Chee Peng Lim received the BEng (Electrical) degree from University of Technology Malaysia in 1992, and both the MSc in Engineering (Control Systems) and PhD degrees from University of Sheffield, UK, in 1993 and 1997. He is currently a professor at School of Electrical and Electronic Engineering, University of Science Malaysia. He has published more than 150 technical papers in books, international journals, and conference proceedings. His research interests include soft computing, pattern recognition, medical prognosis and diagnosis, fault detection and diagnosis and condition monitoring. Jeffrey W. Tweedale is a Professional Officer working for Avionics Mission Systems in Air Operations Division of System Sciences Laboratory within Defence Science and Technology Organisation (DSTO), Australia. He has a Grad Dip. (IT), MBA in Business, B. Comp (Hons) degree in Computer Science, a B. IT in Information Systems and a B. Ed in TAFE, and is currently undertaking a PhD at the University of South Australia. His recent work interests include automation, human– computer trust and agent related issues within an airborne mission system.

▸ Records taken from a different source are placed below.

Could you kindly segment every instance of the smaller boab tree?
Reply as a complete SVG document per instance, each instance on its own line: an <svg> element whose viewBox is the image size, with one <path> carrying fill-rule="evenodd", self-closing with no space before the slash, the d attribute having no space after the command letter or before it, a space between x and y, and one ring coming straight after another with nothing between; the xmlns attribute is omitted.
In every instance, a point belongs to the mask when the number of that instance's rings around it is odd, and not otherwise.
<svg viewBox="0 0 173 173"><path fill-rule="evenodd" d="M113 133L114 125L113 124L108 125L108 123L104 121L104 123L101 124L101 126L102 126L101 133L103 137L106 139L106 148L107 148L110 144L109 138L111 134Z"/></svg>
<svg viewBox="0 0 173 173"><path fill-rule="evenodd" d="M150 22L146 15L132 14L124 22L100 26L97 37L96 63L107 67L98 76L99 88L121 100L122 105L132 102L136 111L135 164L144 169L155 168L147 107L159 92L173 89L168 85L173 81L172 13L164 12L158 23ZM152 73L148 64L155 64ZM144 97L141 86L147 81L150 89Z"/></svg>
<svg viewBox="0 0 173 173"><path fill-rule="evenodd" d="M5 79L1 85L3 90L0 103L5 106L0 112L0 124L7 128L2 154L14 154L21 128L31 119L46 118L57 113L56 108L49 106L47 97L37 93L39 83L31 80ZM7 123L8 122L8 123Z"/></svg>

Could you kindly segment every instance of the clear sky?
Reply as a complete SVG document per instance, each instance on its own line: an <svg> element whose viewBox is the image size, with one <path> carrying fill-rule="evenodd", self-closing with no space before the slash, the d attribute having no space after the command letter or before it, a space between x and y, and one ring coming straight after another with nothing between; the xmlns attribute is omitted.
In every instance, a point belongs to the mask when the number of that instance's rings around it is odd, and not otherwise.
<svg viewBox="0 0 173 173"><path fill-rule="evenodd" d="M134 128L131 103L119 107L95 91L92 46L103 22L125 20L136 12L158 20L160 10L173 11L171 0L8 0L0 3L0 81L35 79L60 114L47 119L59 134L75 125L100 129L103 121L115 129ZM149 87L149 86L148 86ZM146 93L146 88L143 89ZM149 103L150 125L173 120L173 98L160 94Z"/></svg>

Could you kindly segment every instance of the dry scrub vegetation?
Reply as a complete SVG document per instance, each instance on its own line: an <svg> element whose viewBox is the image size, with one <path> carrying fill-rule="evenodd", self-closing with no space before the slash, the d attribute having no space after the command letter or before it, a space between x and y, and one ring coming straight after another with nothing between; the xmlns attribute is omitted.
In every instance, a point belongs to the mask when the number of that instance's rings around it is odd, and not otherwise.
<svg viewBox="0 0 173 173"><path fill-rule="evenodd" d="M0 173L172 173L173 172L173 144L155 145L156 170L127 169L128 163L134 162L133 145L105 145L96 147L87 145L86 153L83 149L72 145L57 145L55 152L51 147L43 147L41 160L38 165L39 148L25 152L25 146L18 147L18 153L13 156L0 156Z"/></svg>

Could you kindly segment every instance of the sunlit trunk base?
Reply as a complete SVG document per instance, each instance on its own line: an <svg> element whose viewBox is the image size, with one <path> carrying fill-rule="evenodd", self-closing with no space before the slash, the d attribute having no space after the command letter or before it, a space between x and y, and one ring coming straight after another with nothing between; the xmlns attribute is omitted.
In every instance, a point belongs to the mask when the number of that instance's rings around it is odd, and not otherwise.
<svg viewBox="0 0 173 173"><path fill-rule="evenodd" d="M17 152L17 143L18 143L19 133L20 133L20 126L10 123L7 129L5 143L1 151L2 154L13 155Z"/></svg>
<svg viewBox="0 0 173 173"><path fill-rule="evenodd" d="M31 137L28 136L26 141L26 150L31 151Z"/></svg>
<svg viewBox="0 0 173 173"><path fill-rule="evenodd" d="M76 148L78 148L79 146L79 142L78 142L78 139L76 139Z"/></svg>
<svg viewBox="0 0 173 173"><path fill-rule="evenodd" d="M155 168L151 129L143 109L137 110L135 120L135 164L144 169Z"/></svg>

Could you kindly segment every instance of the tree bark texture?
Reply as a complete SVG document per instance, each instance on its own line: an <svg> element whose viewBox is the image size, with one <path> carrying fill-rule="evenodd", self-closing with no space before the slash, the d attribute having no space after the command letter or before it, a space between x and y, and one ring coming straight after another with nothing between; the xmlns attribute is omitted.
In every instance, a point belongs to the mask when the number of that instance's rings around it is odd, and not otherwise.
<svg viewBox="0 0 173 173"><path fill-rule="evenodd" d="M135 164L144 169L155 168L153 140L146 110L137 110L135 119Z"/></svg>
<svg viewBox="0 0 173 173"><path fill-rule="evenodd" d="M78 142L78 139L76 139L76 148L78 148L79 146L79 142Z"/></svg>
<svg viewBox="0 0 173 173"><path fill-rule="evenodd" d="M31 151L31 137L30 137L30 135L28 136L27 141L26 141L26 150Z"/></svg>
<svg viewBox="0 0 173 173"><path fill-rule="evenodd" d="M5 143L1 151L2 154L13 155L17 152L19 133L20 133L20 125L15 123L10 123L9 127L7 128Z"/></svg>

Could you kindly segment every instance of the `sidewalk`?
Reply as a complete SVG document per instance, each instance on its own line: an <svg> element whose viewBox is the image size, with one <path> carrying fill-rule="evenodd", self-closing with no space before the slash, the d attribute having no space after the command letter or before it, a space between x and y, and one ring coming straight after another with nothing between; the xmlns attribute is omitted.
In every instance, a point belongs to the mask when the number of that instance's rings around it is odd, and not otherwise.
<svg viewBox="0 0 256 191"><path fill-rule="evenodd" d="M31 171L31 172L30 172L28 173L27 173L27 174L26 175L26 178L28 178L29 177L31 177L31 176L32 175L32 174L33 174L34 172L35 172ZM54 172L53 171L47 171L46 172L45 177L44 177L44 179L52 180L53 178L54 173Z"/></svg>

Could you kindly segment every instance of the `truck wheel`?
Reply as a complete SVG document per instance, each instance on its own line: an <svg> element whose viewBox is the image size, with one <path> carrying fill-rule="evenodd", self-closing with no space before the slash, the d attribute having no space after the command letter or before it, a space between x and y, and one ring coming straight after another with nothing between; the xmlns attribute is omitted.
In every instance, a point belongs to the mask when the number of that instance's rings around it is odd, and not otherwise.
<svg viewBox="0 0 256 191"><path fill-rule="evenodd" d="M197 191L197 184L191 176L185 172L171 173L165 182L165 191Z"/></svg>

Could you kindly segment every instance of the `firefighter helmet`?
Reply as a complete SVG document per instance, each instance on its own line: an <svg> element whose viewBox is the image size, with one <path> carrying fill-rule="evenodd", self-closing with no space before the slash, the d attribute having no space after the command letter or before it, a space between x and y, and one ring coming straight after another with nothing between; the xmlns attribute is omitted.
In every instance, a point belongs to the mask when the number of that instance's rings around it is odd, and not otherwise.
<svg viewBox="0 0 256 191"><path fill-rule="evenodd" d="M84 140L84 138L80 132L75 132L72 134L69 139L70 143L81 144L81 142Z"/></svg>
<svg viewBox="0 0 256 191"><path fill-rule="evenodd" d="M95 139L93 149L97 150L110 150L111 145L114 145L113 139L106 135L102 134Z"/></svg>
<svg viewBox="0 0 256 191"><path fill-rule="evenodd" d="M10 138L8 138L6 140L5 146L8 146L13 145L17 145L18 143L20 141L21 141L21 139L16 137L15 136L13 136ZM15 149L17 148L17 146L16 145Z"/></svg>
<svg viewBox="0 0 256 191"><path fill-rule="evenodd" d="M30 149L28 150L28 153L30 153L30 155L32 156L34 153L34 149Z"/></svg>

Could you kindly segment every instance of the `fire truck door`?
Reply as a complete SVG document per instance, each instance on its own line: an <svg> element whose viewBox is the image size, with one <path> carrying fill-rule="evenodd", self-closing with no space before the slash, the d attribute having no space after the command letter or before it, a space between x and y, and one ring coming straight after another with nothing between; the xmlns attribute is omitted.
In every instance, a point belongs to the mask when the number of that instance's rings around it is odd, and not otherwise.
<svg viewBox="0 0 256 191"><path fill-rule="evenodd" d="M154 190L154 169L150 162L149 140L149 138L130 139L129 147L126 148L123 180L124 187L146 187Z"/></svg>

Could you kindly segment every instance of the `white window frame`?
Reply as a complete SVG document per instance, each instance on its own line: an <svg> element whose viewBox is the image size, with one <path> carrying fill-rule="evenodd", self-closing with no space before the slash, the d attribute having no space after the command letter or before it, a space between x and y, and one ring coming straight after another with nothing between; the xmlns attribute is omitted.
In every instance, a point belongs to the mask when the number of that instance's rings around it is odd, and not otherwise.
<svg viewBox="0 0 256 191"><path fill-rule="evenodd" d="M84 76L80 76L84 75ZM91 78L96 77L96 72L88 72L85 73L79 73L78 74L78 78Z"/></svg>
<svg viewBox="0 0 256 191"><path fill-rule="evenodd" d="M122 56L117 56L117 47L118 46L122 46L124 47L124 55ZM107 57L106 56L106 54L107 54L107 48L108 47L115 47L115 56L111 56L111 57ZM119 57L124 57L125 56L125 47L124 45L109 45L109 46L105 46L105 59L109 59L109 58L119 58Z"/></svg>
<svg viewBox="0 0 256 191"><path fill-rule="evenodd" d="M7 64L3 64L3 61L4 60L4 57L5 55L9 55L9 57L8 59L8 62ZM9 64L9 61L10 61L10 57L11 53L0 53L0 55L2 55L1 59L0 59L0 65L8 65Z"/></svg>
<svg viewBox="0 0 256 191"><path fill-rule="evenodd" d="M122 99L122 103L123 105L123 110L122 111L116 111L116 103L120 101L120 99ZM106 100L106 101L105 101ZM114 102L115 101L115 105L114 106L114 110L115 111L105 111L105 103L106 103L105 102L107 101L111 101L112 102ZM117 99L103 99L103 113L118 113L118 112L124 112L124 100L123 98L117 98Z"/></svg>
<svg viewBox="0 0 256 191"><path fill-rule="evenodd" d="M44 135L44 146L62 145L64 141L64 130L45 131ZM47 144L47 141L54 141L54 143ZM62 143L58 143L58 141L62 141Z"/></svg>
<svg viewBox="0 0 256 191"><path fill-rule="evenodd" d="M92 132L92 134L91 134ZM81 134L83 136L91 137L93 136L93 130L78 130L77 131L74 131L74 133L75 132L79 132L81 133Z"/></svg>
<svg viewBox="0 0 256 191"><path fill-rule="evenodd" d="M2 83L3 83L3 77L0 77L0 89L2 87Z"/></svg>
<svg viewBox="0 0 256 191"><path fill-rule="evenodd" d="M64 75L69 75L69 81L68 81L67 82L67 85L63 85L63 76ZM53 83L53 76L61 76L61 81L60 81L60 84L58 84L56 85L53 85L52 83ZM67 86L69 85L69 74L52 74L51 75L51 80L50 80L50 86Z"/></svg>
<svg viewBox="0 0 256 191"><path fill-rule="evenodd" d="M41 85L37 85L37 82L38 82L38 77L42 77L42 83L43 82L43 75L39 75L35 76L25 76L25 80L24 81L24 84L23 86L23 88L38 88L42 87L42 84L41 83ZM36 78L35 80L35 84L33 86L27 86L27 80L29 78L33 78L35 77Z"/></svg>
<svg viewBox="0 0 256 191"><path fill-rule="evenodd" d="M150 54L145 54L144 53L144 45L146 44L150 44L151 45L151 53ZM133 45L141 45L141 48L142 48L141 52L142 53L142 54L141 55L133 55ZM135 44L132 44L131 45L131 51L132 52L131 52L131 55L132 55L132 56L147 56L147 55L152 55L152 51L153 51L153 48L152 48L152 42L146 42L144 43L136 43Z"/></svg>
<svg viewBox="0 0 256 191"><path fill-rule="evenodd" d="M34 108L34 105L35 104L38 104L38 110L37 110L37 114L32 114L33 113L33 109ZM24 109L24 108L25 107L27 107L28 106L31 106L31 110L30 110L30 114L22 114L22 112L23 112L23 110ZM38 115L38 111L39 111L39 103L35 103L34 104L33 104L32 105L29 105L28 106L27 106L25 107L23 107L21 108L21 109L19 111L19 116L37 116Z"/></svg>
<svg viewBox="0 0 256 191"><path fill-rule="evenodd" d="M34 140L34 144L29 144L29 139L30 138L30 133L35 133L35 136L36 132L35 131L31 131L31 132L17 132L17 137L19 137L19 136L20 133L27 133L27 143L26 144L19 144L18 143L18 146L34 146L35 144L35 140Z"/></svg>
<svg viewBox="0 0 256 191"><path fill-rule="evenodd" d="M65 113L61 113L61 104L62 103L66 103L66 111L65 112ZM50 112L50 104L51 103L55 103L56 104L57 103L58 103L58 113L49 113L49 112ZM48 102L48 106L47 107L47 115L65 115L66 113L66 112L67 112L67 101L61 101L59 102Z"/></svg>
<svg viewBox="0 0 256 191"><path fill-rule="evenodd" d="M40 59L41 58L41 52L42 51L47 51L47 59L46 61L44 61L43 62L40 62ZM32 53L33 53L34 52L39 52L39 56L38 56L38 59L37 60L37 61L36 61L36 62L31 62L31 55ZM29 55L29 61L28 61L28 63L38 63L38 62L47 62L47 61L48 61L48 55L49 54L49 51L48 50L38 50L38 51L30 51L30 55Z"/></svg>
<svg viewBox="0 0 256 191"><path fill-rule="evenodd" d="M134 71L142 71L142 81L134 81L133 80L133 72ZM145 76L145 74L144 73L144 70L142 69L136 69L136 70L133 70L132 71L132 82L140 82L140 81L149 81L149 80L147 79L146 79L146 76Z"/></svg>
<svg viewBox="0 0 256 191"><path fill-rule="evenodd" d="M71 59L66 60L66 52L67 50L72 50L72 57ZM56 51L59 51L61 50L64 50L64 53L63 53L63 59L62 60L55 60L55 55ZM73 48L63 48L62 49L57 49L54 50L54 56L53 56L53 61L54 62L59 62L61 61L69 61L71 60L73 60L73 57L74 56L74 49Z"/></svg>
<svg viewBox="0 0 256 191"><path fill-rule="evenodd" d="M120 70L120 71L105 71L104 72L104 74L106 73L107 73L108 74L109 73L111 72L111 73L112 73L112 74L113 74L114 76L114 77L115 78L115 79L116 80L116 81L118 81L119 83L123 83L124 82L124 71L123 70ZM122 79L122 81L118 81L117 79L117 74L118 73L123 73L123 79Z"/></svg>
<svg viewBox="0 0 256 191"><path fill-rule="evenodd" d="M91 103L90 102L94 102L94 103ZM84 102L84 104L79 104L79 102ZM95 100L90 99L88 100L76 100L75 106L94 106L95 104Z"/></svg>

Lakhmi C. Jain is a Director/Founder of the Knowledge-based Intelligent Engineering Systems (KES) Centre, University of South Australia. He is a fellow of the Engineers Australia. He has initiated a postgraduate stream by research in the KES area. His interests focus on the applications of novel techniques such as knowledge-based systems, virtual systems, multi-agent intelligent systems, artificial neural networks, genetic algorithms, and the application of these techniques.